Tuesday, December 3, 2013

It's in the cards...


On life's journey, many of us look for guides or points of direction to help navigate us. These guides can come in many forms, from self-help books, to religion, to wise people that cross our paths. Any number of things can be bits of a map that help us find our way through the maze of life. One of these such things is the Tarot.
 
 
 

 

The Tarot has a direct correlation to the occult and can commonly be thought of as magic, but for me it is a guide. I am by no means a trained cartomancer or anything even close. I'm just a spiritually open individual who believes in the significance of our lives in relation to the stars and the possibility that messages can be transmitted to us in a variety of ways, if we open up our soul to the communication, or essentially tap into the connections to the spiritual plane, that already exist.  I believe the tarot is one of these pathways.

 

Again, I am not properly schooled in the ways of the tarot and I don't normally do readings for anyone other than myself. I'm not even sure if I can call what I do a "reading". It's more of a "fortune" of sorts. I focus on something, most often my present situation or dilemma, or just anything that is currently on my heart. As I'm focusing, my thoughts and energy are directed to the deck of tarot cards in my hand. I touch them, manipulate them and shuffle them however I see fit. This process can often be different depending on my state of mind at the time. When I feel as though I have sufficiently fondled the deck to my liking, I must pull a card. I usually only pull one card, but sometimes more if the cards choose me; meaning they fall out of the deck while I'm shuffling them, or an additional card comes along with the original card that I pull. That card, or cards, becomes my "fortune" or message.

 

Because I'm not really great at memorizing what all of the cards symbolize, I use a website to translate the meanings of the cards I pull. It gives me a detailed overview and description of the card and it's significance within a reading. I process the information and apply it to my situation as best as I can. Occasionally I will pull the same card twice or three times within a short period of time (like a week or two). For me, this symbolizes the importance of the message and my previous inability or unwillingness to process the message and apply it to my life.

 

Today I pulled a card and an additional card followed. The tag-along card happened to be the card that I had last pulled... the Five of Swords. My new card was the Five of Cups. Clearly the message of the Five of Swords was not properly received by my stubborn soul and it had to be reinforced today.  




 

The Five of Swords is all about self interest and finding the solution that is the best for one's self... something that I know I've been afraid to do, but have been achieving in subtle ways over the last year or more.  I believe that the most important choice ahead of me in the self-interest department will involve a major change.



 

The Five of Cups is about loss and how loss initiates change and grief is our emotional resistance to change. I have been grieving quite fully for over 2 years now. My grief has changed forms, but what has always remained ever-present is the resistance to change.

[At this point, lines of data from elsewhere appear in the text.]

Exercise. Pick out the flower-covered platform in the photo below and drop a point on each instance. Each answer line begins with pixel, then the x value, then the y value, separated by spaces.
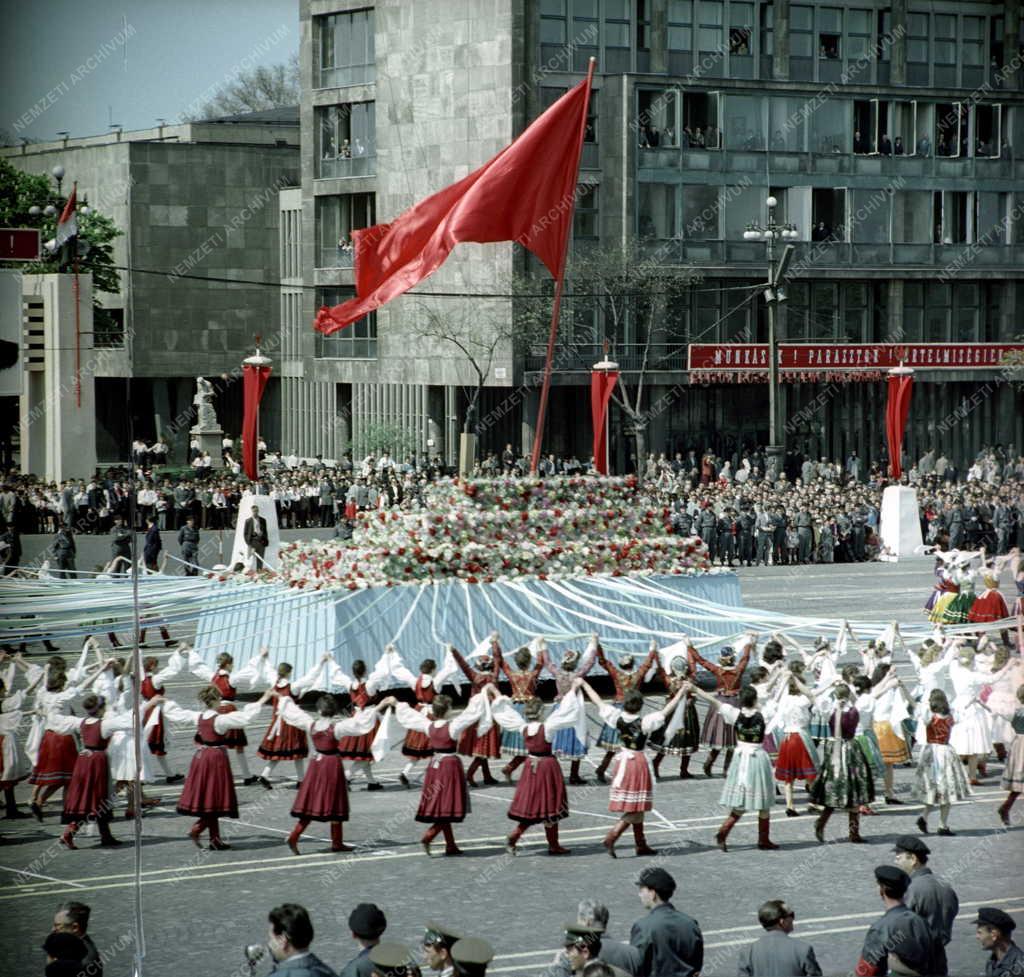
pixel 559 557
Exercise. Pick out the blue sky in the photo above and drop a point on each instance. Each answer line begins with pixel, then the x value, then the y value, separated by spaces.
pixel 65 65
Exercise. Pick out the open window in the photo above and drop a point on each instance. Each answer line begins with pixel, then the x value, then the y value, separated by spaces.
pixel 950 129
pixel 701 125
pixel 987 130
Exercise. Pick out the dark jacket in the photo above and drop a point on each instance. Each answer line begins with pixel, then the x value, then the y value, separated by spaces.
pixel 670 942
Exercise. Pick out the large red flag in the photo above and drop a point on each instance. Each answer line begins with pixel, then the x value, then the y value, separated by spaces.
pixel 524 194
pixel 253 384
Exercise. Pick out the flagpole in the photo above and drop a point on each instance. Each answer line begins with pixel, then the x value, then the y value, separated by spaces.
pixel 559 283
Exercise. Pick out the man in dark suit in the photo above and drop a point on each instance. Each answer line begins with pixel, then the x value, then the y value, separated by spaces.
pixel 669 942
pixel 254 533
pixel 777 953
pixel 153 545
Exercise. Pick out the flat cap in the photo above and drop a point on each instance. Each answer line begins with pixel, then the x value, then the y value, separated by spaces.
pixel 471 957
pixel 658 880
pixel 367 921
pixel 435 934
pixel 989 916
pixel 912 845
pixel 391 960
pixel 893 878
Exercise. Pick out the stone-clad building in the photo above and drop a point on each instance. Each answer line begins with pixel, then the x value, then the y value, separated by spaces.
pixel 890 132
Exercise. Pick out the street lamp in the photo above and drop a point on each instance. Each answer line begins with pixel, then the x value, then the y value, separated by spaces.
pixel 606 366
pixel 771 231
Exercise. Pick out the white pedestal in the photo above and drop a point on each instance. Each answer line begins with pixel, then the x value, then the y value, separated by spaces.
pixel 900 525
pixel 267 510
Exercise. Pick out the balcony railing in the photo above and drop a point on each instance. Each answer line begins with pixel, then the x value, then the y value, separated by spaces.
pixel 630 356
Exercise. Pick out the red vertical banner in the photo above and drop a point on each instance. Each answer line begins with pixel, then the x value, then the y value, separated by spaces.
pixel 254 383
pixel 897 411
pixel 602 382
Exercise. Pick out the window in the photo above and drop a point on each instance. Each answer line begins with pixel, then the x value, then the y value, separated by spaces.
pixel 710 26
pixel 346 139
pixel 357 341
pixel 585 224
pixel 346 49
pixel 337 217
pixel 973 41
pixel 680 25
pixel 656 211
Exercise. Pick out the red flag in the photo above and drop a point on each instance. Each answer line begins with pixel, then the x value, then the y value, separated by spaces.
pixel 524 194
pixel 897 411
pixel 602 382
pixel 253 385
pixel 68 224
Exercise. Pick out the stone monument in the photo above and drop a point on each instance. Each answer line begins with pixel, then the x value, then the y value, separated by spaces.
pixel 206 430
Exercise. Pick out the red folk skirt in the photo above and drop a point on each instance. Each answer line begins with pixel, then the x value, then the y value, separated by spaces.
pixel 155 737
pixel 209 787
pixel 324 793
pixel 57 759
pixel 290 742
pixel 89 792
pixel 488 746
pixel 445 795
pixel 357 748
pixel 540 795
pixel 795 761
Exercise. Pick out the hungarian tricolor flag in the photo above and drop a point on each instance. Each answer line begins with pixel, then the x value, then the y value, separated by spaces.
pixel 68 224
pixel 524 194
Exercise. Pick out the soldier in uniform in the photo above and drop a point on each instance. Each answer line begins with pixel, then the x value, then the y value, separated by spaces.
pixel 931 898
pixel 437 943
pixel 471 956
pixel 994 927
pixel 668 941
pixel 188 541
pixel 745 524
pixel 900 941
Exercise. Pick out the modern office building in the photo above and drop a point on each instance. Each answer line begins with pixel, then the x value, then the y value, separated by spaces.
pixel 195 201
pixel 889 133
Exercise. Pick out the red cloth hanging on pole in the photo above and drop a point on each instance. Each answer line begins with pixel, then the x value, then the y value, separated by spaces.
pixel 254 383
pixel 897 411
pixel 602 382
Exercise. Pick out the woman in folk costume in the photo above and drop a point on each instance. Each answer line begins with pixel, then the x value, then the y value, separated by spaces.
pixel 54 754
pixel 890 710
pixel 227 681
pixel 152 686
pixel 88 795
pixel 540 795
pixel 680 736
pixel 632 793
pixel 482 747
pixel 939 779
pixel 798 757
pixel 845 778
pixel 522 681
pixel 570 741
pixel 1013 772
pixel 626 678
pixel 324 793
pixel 444 800
pixel 283 740
pixel 717 733
pixel 749 783
pixel 972 735
pixel 208 794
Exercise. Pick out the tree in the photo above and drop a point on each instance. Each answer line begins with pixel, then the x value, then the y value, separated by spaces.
pixel 615 295
pixel 19 193
pixel 266 86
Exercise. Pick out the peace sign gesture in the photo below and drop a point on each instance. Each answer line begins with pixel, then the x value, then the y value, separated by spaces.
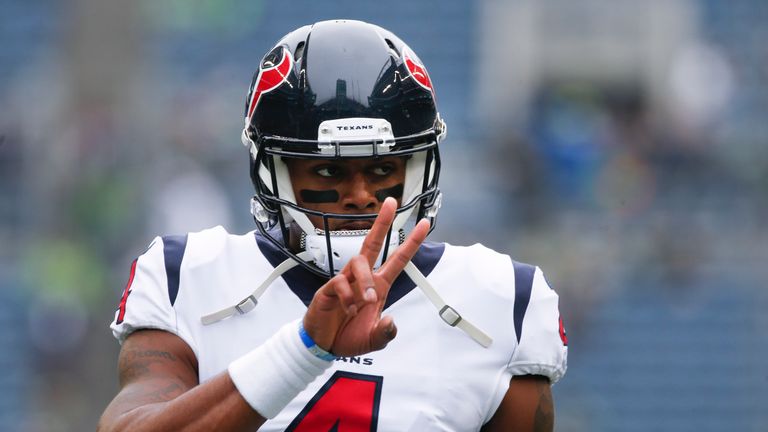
pixel 344 316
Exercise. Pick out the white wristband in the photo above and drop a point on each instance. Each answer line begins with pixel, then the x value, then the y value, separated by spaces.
pixel 270 376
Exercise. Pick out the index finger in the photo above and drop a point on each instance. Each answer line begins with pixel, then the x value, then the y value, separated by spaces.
pixel 403 254
pixel 374 241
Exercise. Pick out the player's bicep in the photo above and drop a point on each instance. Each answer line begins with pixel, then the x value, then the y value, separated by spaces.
pixel 154 366
pixel 526 406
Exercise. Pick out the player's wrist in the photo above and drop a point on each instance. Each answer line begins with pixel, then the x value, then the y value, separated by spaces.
pixel 273 374
pixel 312 346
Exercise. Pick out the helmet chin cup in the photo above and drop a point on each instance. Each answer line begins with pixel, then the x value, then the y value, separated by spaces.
pixel 344 246
pixel 258 211
pixel 432 212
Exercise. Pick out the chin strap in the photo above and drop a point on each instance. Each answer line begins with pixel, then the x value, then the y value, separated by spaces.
pixel 249 303
pixel 446 312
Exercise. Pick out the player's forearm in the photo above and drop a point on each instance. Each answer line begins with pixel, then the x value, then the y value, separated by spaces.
pixel 214 405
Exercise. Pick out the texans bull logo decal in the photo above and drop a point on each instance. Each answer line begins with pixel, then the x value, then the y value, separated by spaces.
pixel 416 69
pixel 270 78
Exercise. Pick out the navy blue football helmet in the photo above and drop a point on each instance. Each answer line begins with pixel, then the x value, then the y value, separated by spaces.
pixel 335 90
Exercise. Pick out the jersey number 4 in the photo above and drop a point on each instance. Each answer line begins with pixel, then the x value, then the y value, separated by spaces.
pixel 347 402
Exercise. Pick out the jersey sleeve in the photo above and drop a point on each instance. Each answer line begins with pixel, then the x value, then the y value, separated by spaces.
pixel 542 347
pixel 145 302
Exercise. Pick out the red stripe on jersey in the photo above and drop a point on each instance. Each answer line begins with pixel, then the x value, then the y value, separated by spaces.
pixel 126 293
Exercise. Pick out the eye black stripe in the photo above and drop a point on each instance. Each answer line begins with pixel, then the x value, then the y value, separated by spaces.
pixel 317 197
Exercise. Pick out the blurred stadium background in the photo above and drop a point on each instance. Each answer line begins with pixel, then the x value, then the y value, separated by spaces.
pixel 620 145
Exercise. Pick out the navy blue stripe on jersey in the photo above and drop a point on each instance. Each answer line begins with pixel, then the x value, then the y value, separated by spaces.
pixel 523 286
pixel 173 252
pixel 304 283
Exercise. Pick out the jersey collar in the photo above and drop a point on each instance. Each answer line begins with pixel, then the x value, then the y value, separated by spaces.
pixel 304 283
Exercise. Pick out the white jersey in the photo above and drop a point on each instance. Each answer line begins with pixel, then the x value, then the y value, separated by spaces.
pixel 430 377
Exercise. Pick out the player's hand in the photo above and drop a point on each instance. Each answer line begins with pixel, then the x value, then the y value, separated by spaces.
pixel 345 314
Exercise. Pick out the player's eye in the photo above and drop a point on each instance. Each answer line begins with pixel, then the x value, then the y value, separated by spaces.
pixel 327 170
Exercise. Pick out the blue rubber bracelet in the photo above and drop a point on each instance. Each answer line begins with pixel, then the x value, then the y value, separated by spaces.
pixel 312 346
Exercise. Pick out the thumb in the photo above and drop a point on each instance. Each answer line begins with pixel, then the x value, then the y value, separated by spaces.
pixel 383 333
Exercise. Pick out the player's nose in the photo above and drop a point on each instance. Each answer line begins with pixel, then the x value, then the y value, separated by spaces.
pixel 358 194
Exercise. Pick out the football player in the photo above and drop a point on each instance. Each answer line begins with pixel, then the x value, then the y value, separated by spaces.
pixel 284 328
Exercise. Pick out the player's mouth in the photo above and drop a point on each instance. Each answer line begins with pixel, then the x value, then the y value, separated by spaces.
pixel 354 226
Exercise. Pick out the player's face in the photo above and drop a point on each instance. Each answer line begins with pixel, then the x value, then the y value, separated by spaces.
pixel 352 186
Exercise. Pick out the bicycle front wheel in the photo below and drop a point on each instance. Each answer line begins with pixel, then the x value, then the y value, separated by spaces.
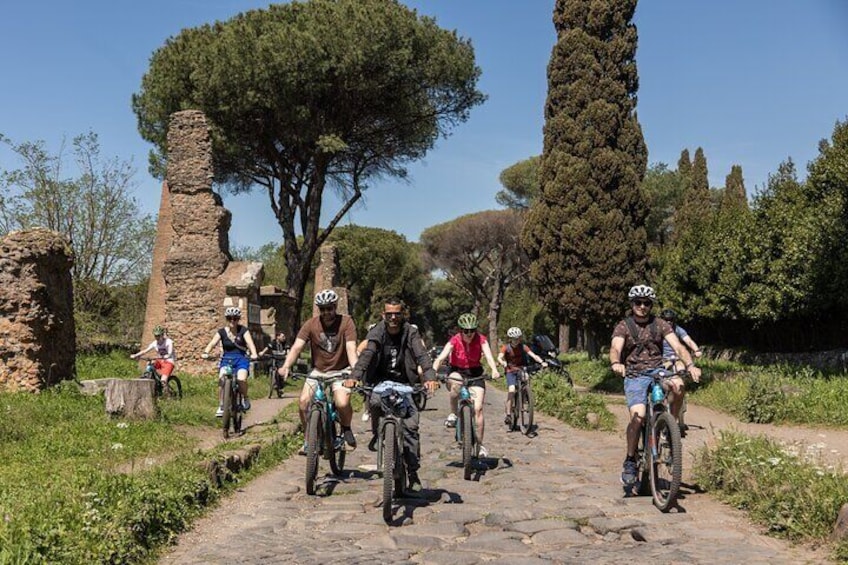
pixel 175 388
pixel 227 404
pixel 467 431
pixel 667 463
pixel 526 412
pixel 390 456
pixel 313 448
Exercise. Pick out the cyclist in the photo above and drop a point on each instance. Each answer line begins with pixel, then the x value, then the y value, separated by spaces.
pixel 236 343
pixel 164 347
pixel 332 339
pixel 636 355
pixel 466 350
pixel 513 357
pixel 394 352
pixel 672 362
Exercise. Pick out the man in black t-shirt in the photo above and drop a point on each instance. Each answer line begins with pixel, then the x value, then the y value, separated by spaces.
pixel 394 352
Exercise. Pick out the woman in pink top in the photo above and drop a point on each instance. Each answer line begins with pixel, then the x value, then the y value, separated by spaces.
pixel 466 350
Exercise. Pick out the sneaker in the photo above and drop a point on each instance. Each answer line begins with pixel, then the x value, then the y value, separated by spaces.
pixel 414 482
pixel 450 422
pixel 350 439
pixel 628 473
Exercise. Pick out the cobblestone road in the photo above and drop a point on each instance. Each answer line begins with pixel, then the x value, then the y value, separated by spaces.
pixel 552 498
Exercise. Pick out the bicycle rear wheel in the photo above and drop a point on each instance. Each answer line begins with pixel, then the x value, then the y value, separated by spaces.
pixel 390 456
pixel 313 448
pixel 467 431
pixel 526 412
pixel 174 388
pixel 667 464
pixel 336 456
pixel 227 404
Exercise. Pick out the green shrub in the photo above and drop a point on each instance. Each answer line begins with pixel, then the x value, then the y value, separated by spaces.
pixel 796 499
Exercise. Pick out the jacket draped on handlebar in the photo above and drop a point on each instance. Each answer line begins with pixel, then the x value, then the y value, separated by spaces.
pixel 412 350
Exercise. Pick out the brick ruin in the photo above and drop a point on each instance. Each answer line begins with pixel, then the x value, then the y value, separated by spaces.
pixel 37 331
pixel 193 278
pixel 327 276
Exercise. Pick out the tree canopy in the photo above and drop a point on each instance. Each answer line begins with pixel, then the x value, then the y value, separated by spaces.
pixel 585 233
pixel 308 95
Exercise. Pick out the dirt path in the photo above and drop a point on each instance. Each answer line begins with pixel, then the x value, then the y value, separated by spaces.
pixel 552 498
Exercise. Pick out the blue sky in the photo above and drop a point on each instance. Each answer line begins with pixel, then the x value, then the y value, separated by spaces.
pixel 751 81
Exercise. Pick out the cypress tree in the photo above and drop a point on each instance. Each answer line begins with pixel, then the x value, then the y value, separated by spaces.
pixel 734 191
pixel 586 233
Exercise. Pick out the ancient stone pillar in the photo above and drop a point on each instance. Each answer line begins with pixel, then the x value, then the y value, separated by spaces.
pixel 37 332
pixel 199 251
pixel 327 276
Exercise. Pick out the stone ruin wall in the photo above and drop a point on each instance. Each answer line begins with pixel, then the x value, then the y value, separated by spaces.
pixel 37 331
pixel 327 276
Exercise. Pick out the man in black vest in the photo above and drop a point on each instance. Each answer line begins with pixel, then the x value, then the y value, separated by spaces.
pixel 635 355
pixel 394 352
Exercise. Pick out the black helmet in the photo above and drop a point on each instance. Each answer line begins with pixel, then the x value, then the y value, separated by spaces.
pixel 669 315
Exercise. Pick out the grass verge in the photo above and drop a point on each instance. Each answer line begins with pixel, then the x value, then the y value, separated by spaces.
pixel 794 498
pixel 77 486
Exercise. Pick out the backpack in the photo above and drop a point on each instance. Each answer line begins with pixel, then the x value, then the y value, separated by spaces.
pixel 654 343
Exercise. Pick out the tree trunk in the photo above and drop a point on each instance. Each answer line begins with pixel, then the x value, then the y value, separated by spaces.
pixel 564 336
pixel 131 398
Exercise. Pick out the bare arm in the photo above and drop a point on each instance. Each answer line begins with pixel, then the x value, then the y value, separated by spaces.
pixel 615 356
pixel 442 356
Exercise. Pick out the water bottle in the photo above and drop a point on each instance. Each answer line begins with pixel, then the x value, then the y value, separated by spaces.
pixel 657 394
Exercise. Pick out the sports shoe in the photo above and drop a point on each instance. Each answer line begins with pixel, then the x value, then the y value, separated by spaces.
pixel 350 439
pixel 414 482
pixel 628 473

The losses I have suffered have spawned quite a few changes in my life. So many of those changes have been the catalyst for positivity, yet I resist change as if it were an evil force to which I have no defense and for all my resistance, the changes continue to take place. I believe they are destined to do so, whether or not I'm playing along.

 

So my "fortune" for this day, which has held it's own small, yet significant bits of change, is that I must embrace what is in my own personal best interest. Often times when I do what is truly best for me, it is also best for the other people involved in my situation. I can not act in a narrow sense, satisfying my short-term urges while ignoring my whole self. This will cause me much pain in the long run. I must also embrace the loss that will inevitably be the catalyst for a major change; a change that I hope will bring me much joy. Resistance is futile and change is inevitable. I can either accept the ebb and flow that is my journey or work against it, dragging myself upstream in a pointless battle against the process and flow of the universe.